On 4/20/2018 1:34 PM, Elijah Newren wrote:
On Fri, Apr 20, 2018 at 6:36 AM, Ben Peart <Ben.Peart@xxxxxxxxxxxxx> wrote:
This enables the user to set a couple of additional options for merge.
1. merge.aggressive - this is to try to resolve a few more trivial
merge cases. It is documented in read-tree and is not something you
can pass into merge itself.
2. merge.renames - this is to save git from having to go through the entire
3 trees to see if there were any renames that happened.

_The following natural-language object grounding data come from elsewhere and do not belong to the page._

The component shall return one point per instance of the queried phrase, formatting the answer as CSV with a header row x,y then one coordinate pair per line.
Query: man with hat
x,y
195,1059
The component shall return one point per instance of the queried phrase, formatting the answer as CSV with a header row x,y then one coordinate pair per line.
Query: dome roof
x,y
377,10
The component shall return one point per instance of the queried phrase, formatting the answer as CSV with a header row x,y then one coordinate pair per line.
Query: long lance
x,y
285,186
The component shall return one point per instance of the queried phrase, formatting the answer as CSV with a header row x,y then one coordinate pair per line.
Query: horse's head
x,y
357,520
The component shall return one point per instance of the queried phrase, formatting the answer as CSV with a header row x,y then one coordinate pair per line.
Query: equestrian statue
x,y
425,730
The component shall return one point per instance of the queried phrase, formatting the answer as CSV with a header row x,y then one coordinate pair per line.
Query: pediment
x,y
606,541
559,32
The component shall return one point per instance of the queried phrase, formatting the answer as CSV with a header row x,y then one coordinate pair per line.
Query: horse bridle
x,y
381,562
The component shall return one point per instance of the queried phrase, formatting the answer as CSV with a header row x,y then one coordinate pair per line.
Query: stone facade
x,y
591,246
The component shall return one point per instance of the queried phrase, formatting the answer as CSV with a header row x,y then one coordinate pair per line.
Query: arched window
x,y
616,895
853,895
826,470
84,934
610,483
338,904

For the work item repro that I have been using this drops the merge time
from ~1 hour to ~5 minutes and the unmerged entries goes down from
~40,000 to 1.
Ooh, this is *very* interesting. Is there any chance I could also get
you to test performing the same merge with the version of git at
https://github.com/newren/git/tree/big-repo-small-cherry-pick and
report on your timings?
Unfortunately, it isn't quite that simple. My repo is _really_ big
(3.2M files and ~100K commits per week) and requires me to use a custom
fork of git that works with our GVFS solution for it to work at all.

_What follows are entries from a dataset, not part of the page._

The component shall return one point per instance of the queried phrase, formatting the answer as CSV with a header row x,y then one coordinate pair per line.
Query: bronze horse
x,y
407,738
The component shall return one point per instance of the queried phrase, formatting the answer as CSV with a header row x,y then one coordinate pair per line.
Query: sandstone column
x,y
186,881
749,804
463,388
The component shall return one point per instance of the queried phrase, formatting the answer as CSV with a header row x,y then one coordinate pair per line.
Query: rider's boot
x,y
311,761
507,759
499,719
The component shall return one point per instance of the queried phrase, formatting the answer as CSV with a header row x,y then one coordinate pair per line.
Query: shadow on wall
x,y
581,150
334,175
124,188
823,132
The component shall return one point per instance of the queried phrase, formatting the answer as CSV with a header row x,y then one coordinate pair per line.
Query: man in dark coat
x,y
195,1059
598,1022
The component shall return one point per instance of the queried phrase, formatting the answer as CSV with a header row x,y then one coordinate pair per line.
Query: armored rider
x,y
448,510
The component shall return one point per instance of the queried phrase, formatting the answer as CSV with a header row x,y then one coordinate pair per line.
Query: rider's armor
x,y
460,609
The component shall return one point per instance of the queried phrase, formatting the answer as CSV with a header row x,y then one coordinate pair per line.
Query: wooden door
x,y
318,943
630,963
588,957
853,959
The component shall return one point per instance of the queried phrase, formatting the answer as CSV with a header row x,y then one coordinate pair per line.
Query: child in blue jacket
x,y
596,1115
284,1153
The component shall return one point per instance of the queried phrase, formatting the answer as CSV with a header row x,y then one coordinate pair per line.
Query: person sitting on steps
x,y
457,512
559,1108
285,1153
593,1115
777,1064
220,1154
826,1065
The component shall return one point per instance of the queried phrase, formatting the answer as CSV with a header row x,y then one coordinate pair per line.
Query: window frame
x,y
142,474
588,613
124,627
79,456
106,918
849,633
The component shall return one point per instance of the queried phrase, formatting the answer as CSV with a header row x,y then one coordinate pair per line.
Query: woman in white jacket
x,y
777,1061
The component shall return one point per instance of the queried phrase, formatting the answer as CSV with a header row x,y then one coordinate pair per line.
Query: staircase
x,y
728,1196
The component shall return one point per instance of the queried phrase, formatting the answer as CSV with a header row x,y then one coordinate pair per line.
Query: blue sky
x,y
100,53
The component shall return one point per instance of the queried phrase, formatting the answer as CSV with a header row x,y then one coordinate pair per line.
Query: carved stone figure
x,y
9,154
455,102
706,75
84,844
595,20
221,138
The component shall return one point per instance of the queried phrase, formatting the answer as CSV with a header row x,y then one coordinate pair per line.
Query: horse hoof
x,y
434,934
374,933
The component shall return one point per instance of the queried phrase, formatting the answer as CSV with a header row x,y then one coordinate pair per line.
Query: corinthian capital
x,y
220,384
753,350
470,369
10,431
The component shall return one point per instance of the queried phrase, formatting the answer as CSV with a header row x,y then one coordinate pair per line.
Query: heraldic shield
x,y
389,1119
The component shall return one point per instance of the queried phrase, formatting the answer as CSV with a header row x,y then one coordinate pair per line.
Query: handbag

I've been watching your work in this area and am hoping it pays off for
us if/when we have users that want to do rename detection and override
our defaults.
The 'big-repo-small-cherry-pick' name could be improved, but that
branch has a number of performance fixes for really poor rename
detection performance during merges. From your description, I'm
pretty sure it'll apply to your case. For my specific testcase, I
got a speedup factor of 30. Someone else on the list saw a factor of
24[1]. Results are highly dependent on the specific repo, but it's
certainly possible that it gets much of your factor of 12 speedup that
you saw with these new config settings you added.
However, what makes this case even more interesting to me is that my
branch may not be quite as effective as your workarounds. There are
other other performance issues in merge that I am aware of, but for
which I haven't had the time to write the patches yet (I've been
waiting for the directory rename detection stuff to land and settle
down before working more on the performance aspects). I do not know
how big a factor those other performance issues are, but your
workarounds (namely the aggressive setting) may get around some of
those other issues as well, so I'm very interested to see how my
current branch compares to the speedups you got with these settings.
Thanks,
Elijah
[1] https://public-inbox.org/git/alpine.DEB.2.00.1711211303290.20686@xxxxxxxxxxxx/